Es gab darin weder einen toten Piloten noch einen knallroten Behälter. Ich fühlte mich ratlos. Die Tornado war mir bis zuletzt als sichere Spur erschienen. Ich selbst hatte gesehen, wie Dr. West den Behälter in das Cockpit lud, bevor er startete; und nachdem er Tunis verlassen hatte, war er von Captain O'Brien nicht aus den Augen gelassen worden: bis zum Augenblick des Absturzes. Einen Atemzug lang hegte ich den Verdacht, von Tao Lin getäuscht worden zu sein, aber diesen Verdacht ließ ich sofort wieder fallen. Tao Lin war der Bürgermeister von Shinkoku, und er liebte seine absonderliche, phantastische Stadt. Die Liste, die er mir gezeigt hatte, war gewiß vollständig gewesen. Das bedeutete, daß Dr.
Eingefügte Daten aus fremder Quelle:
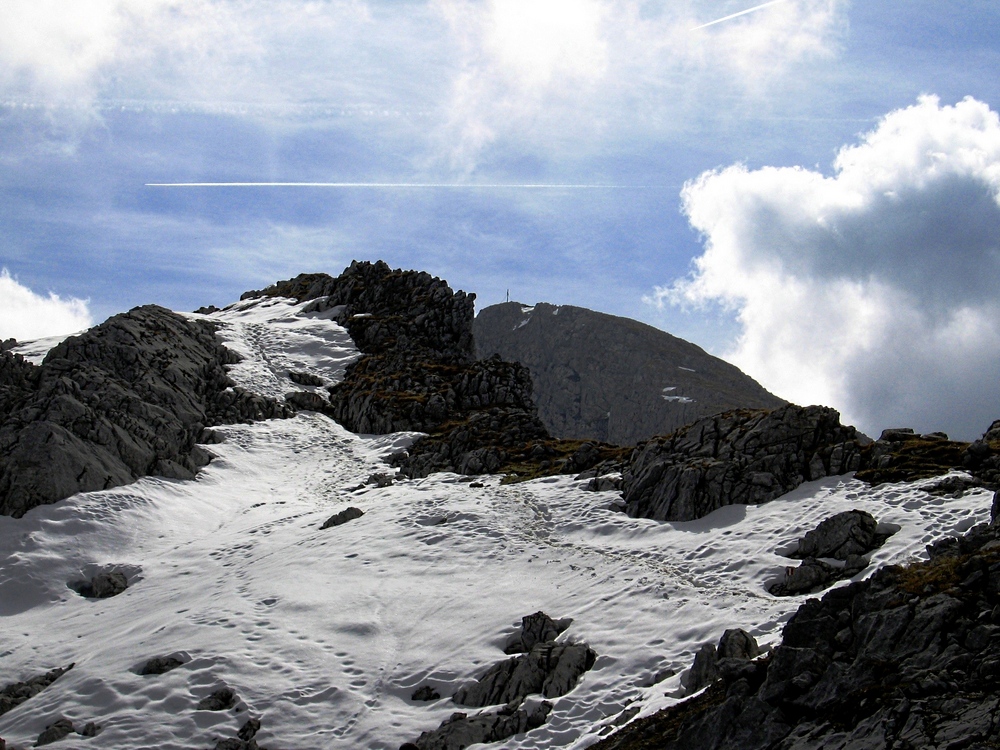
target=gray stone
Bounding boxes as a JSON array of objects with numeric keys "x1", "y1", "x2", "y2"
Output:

West uns wieder einmal überlistet hatte.

Es gab nur eine Erklärung. Sie war abenteuerlich. Und sie würde mir alles abverlangen, was ich jetzt noch an Mut, Kraft und Entschlossenheit aufbringen konnte. Dr. West war noch am Leben, und die Bakterienkultur befand sich nach wie vor in seinem Besitz. Dringender denn je war es, daß ich zur Poseidon zurückkehrte – denn dort war man ahnungslos.

Falls ich nicht auftauchte, würde Kapitän Utrecht Bericht erstatten – und Harris würde zwangsläufig ein neues Team zur Absturzstelle schicken. Und inzwischen saß Dr. West irgendwo auf dem Trockenen und lachte sich ins Fäustchen. Ein letztes Mal dachte ich an Lo Tai, die mich nun nie mehr wiedersehen würde.

Vielleicht hätte ich in ihren Armen all das gefunden,  wonach mich verlangte: Ruhe und Glück. Vielleicht hätte ich mit ihrer liebenden Hilfe das Leben in Shinkoku erträglich gefunden. Aber nun ging es nicht länger nur um mich. Ich befand mich wieder im Dienst. Der Auftrag war noch nicht erfüllt.

Vorsichtig zwängte ich das Sumo – mit dem Heck voraus – ins Freie. Der Hai kam heran und postierte sich unmittelbar neben mich.

Er war wirklich ein Monstrum: fast ebensolang wie die Tornado. Hinter jedem Schlag seiner Schwanzflosse steckte der Druck mehrerer Tonnen. Falls er das Sumo damit erwischte, würde er es geradewegs in den sandigen Boden stampfen. Ein Fischmensch kam auf mich zugeglitten, klopfte gegen die Scheibe und machte eine fragende Bewegung.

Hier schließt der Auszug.